Harley-Davidson – and, really, the American motorcycle industry – is in many ways iconic of America. Motorcycles are symbolic ambassadors for the American spirit. At the same time, the industry, which employs many people in both manufacturing and retail, runs on a very thin profit margin. Cutting into that profit margin does not help the motorcycle industry, motorcyclists or the American economy in general.
Recently, the Trump administration raised tariffs on some European products, which, predictably, led to something of a trade war. The European Union came up with its own tariffs – including higher duties on American-built motorcycles – that will add an estimated $2,200 to the price of Harley-Davidson motorcycles exported to the EU.
This is not the first time in recent history that trade problems that have little to do with the motorcycle industry have affected motorcyclists. In late 2016, when American farmers trying to export beef to Europe ran into difficulties, federal authorities proposed imposing tariffs on European off-road motorcycles.
American factories do not build any equivalent to these dirt bikes, and raising the prices on them would have directly affected American dealers, American manufacturers of accessories and the American families who buy and use these bikes. Luckily, the idea fizzled.
Now, however, the American motorcycle industry could be in real trouble. Raising the tariffs on Harleys sold in Europe forces Harley to make a business decision: either to raise prices or to move production overseas, both of which could elicit blowback from the company’s core customers.
If Harley raises prices, it will be more difficult for European Harley dealers to sell bikes.
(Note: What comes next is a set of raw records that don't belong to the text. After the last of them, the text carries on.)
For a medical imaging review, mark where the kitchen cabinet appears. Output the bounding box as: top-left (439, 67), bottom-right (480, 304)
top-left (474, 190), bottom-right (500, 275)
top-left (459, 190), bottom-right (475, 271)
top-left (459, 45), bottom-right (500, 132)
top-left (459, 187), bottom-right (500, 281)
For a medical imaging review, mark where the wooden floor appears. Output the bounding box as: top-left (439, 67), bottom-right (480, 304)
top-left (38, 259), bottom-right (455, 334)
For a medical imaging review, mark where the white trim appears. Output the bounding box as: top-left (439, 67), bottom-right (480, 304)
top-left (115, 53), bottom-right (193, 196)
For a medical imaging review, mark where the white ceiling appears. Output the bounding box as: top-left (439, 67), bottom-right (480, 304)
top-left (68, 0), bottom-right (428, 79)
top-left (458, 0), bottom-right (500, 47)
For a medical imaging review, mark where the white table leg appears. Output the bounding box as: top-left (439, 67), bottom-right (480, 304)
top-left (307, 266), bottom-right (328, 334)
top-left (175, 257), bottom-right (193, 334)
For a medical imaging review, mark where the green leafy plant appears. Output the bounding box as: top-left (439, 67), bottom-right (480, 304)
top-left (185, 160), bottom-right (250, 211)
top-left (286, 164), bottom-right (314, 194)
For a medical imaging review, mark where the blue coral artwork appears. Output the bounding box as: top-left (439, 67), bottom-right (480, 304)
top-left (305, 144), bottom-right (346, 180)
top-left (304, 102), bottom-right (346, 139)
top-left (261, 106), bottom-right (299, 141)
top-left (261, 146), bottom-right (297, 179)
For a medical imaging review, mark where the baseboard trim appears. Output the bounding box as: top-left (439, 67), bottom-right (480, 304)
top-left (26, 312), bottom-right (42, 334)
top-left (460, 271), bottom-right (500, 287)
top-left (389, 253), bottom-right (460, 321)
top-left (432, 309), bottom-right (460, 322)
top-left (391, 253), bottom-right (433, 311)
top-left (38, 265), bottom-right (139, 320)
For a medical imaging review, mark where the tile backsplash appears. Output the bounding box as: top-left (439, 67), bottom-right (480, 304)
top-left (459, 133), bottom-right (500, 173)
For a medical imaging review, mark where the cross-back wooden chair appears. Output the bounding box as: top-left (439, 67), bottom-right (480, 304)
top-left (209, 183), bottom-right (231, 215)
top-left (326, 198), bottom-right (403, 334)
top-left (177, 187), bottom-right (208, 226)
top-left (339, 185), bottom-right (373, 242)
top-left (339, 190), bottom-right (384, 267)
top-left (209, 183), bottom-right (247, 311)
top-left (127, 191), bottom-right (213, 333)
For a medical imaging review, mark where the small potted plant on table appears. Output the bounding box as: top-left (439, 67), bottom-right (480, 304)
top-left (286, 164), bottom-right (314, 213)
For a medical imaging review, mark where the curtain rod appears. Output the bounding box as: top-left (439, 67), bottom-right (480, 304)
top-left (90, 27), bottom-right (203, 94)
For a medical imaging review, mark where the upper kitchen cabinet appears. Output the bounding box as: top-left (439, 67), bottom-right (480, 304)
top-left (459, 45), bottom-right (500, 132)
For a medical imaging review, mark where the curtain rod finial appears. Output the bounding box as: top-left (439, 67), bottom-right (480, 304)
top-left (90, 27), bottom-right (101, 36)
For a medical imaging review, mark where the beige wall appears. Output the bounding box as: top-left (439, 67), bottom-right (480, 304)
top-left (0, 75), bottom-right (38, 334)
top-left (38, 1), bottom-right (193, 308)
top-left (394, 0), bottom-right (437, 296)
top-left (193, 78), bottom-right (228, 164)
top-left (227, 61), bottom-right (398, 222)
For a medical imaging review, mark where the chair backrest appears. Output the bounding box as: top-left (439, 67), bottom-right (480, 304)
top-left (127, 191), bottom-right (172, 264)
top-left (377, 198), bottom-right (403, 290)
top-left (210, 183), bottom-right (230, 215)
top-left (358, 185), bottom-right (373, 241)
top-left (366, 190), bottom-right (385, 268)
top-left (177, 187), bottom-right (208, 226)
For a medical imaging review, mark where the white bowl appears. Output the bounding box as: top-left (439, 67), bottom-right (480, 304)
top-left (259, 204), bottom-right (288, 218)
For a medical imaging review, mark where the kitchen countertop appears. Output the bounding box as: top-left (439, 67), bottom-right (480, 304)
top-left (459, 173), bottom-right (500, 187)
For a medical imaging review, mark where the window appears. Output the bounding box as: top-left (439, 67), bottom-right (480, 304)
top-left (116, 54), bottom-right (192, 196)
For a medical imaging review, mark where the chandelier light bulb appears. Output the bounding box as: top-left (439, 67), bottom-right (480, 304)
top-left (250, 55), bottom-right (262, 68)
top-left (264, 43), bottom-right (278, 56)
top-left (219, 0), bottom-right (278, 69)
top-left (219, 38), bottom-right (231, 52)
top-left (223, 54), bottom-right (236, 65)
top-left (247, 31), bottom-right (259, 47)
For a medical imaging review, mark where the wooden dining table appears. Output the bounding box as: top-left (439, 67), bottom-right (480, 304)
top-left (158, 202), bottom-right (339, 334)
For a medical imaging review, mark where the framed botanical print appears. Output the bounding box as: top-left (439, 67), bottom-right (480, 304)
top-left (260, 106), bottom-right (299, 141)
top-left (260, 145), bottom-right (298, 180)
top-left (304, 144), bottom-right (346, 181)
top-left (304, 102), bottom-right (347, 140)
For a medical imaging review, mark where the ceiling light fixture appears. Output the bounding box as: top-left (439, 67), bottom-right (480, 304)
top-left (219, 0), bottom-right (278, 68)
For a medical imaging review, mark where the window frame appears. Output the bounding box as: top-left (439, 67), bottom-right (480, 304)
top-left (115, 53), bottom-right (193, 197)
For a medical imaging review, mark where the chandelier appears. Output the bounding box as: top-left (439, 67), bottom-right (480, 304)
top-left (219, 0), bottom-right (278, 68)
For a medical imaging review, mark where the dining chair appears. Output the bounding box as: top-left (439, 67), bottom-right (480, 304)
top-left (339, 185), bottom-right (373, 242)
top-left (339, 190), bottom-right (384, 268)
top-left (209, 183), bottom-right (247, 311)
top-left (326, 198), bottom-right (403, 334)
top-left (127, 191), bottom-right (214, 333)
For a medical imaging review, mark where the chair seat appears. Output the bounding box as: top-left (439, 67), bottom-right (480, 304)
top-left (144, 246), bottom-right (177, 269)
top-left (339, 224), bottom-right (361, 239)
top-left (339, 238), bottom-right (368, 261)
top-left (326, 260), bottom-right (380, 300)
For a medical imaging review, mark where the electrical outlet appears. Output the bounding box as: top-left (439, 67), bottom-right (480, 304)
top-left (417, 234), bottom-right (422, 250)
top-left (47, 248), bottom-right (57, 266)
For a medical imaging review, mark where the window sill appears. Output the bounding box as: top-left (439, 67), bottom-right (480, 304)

At some point, the European rider will decide to buy an EU-built BMW or Moto Guzzi, or a Japanese-built Kawasaki or Honda motorcycle instead of a much more expensive Harley.
Anyone concerned about American manufacturing does not want to push companies toward overseas manufacture, and that is what the new tariffs do. Like it or not, we live in a global economy, and actions of the federal government will inevitably cause a reaction elsewhere.
The motorcycling community is diverse and has many political perspectives. We run the gamut from far left to far right. We ride many different styles of motorcycles from many different manufacturers. What we have in common is that we all ride, and we all try to help each other. Another point of commonality: We do not appreciate having our bikes held hostage due to problems in other sectors of the economy. Our bikes are not status objects and our industry is a niche industry, but, seemingly, politicians think that the cost of a new bike can be raised without political ramifications.
One of the prime ways to stay safe on a motorcycle is to be aware of conditions around you, look ahead and consider the likely consequences of what you intend to do before you act. We ask that people involved in trade act like a seasoned motorcycle rider and think about the likely consequences of their actions before making decisions.
If President Donald Trump wants Harley-Davidsons destined for the European market to be manufactured in America, he should not make it harder for the bikes to be built here.